Gainsbourg : Mauvaises Nouvelles Des Étoiles (1981)  (*** REGGAE ***) posté le jeudi 18 mai 2006 19:28

Genre  :  Reggae France
Note :  ***


Merde, qu’est-ce qui lui prend ? C’est son nouveau truc ou quoi ? Tenez, juste avant d’écouter cette chose, j’ai vu un court-métrage qu’il a réalisé pour le cinéma, un machin sur les produits de beauté ou je ne sais quoi. Je vous dis pas la niaiserie. Parle même pas de Deneuve, Depardieu et Chamfort. Alchimiste, il est devenu le Gainsbourg. A peine touché, il transforme en caca. Je vous raconte pas ça pour le plaisir, il y a toujours quelque chose de douloureux à désobliger les gens qu’on respecte — c’est tellement facile — et justement Gainsbourg est de ceux-là. Il s’est toujours foutu de la gueule du bon public, on savait, c’était, malgré tout, une facette de son talent, et en somme, on s’en amusait parce que derrière il refilait de la came carrossée luxe. Mais là, macache, que nibe. Rien. Du tout. Le disque est vide.
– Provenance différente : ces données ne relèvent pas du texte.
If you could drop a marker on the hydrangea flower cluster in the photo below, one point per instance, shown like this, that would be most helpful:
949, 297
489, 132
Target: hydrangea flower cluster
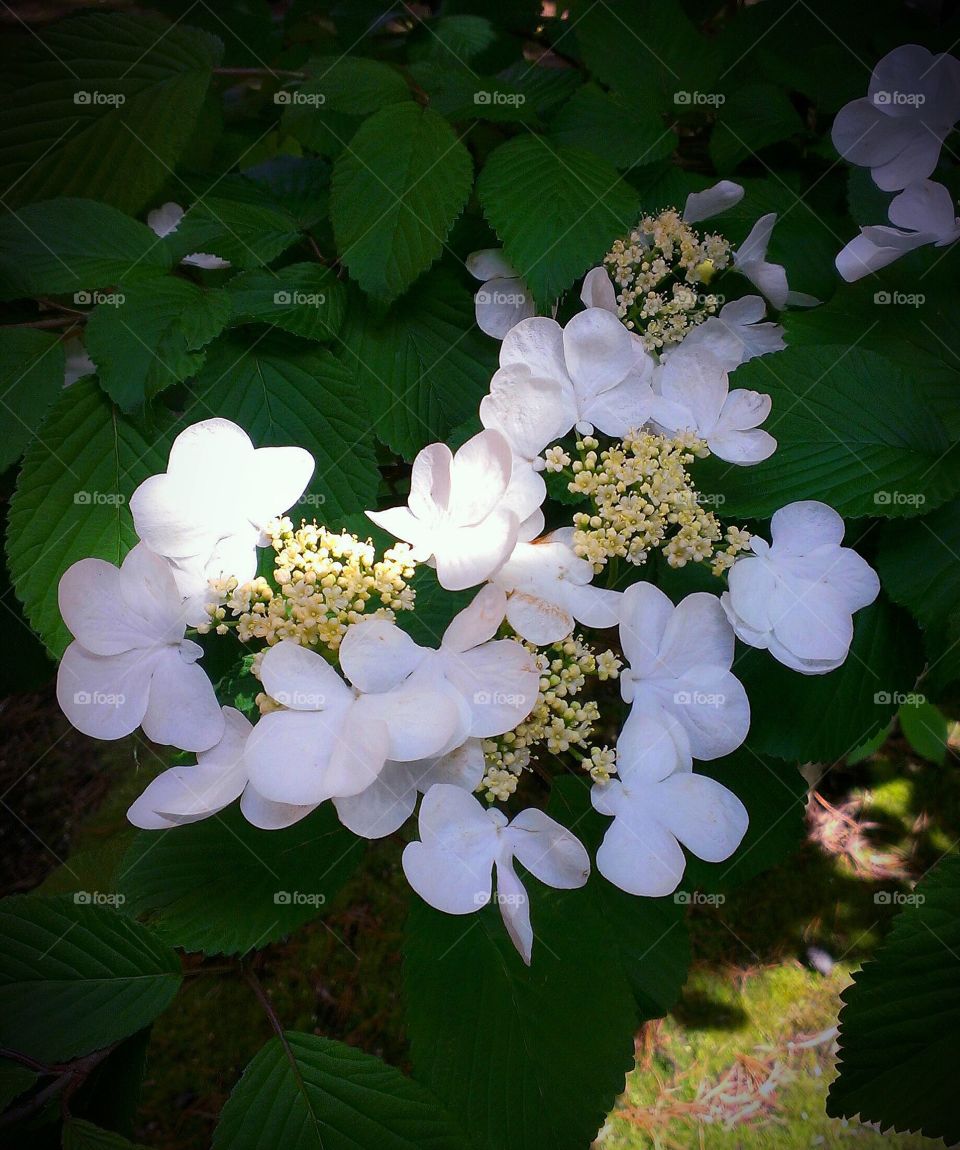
897, 131
356, 713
On pourrait lui reprocher de ne pas avoir eu d’autre idée que de replonger dans le reggae, ce qui serait stupide, car enfin, pourquoi pas ? Le reggae étant un format qui convient parfaitement à sa voix et à son expression. On pourrait lui reprocher de n’avoir passé que six jours à Nassau pour enregistrer, ce qui ne serait pas plus intelligent ; Gainsbourg a toujours été dilettante et jusqu’à preuve du contraire, ça n’a jamais nui à son travail, d’ailleurs la bande Shakespeare-Dunbar & co est capable du meilleur en un temps record. Non, simplement ce disque est juste parcouru par une putain d’absence. Ce qui ne nous laisse pas grand chose.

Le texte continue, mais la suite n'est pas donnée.